イニングの先頭となった2番竹谷のセンター前ヒットを皮切りにチャンスを掴むと、二死一、二塁から6番砂川がツーシームをセンター前へ運んで勝ち越し。砂川と同じ10年目の7番宮川和人が四球を選んで二死満塁とチャンスが拡大すると、同じく砂川と宮川の同期である須田凌平がチェンジアップを叩いて走者一掃となる右越え三塁打をマークして点差を広げた。
「10年目がつながりました」
試合後に笑顔を見せてそう語った須田ら、経験値の高いベテラン勢は頼もしいばかりだ。
5回裏に1失点、6回裏に2ラン本塁打を浴びて1点差に詰め寄られるが、試合終盤は投手陣が盤石のリレーを見せた。6回途中から登板したルーキー左腕の武冨陸は、7回裏もヒットを許すことなく無失点に抑えた。8回裏のマウンドで躍動したのは右腕の田中法彦だ。5番打者を難なくセカンドゴロに討ち取ると、6番打者は3球で見逃し三振に。さらに7番打者も、ホップ成分が含まれた力強いボールで見逃し三振に仕留めるのだから、文句のつけようもない。9回表に再び8番須田にレフト前への適時打が生まれて2点差にすると、その裏の最終回は左腕の荘司宏太が満を持してマウンドに登る。昨シーズンから明らかに球質がよくなった印象がある荘司は、8番打者をレフトフライに、9番打者を力のないセカンドフライに仕留めて簡単に二死を奪う。そして、右打席に立つ1番打者は最後に伸びのあるストレートを選択して見逃し三振だ。新戦力も加えた投手陣の危なげないピッチングが際立つ中で、今シーズンの公式戦初戦を勝利で飾った。西田真二監督は言う。
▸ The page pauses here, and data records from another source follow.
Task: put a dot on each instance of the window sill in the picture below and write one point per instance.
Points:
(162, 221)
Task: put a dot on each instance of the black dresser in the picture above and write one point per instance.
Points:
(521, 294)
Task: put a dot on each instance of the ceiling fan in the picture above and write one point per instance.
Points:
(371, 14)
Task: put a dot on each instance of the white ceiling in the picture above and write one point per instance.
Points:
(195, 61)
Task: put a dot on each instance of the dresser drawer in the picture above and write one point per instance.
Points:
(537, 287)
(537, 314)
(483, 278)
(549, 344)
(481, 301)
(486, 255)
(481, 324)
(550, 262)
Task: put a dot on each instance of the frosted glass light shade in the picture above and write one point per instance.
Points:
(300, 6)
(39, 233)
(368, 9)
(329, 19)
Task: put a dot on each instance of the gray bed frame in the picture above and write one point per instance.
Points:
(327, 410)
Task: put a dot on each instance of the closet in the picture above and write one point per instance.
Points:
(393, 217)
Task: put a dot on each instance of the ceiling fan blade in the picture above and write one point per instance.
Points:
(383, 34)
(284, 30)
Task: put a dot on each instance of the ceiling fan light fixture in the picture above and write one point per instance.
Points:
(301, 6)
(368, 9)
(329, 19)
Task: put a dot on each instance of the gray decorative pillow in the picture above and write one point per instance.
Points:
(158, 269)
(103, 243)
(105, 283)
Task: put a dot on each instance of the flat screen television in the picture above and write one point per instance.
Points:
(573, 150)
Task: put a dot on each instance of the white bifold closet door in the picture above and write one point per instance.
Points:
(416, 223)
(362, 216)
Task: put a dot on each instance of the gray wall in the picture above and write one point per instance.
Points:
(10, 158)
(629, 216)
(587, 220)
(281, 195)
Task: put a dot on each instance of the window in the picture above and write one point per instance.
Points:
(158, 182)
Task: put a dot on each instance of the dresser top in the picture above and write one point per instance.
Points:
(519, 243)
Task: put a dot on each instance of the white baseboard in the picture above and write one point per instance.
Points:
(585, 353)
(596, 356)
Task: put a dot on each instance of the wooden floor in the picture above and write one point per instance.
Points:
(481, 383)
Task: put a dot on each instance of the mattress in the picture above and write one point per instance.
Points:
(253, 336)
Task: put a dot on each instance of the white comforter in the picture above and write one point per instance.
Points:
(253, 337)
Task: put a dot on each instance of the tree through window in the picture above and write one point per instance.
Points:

「相手の先発投手(池田大将投手)をしっかりと攻略できたのは大きかった。投げては新人の武冨、攻撃では同じく新人の神山福生もいい働き(途中出場で8回表にライト前ヒット)を見せてくれましたし、それぞれがいい経験を積んで頑張ってもらいたい」
フレッシュな力が躍動して、勝負所ではベテラン勢が輝いた。「共に越えて行く」を合言葉にする今シーズンの思いが詰まったゲームに、チーム力の充実を感じた。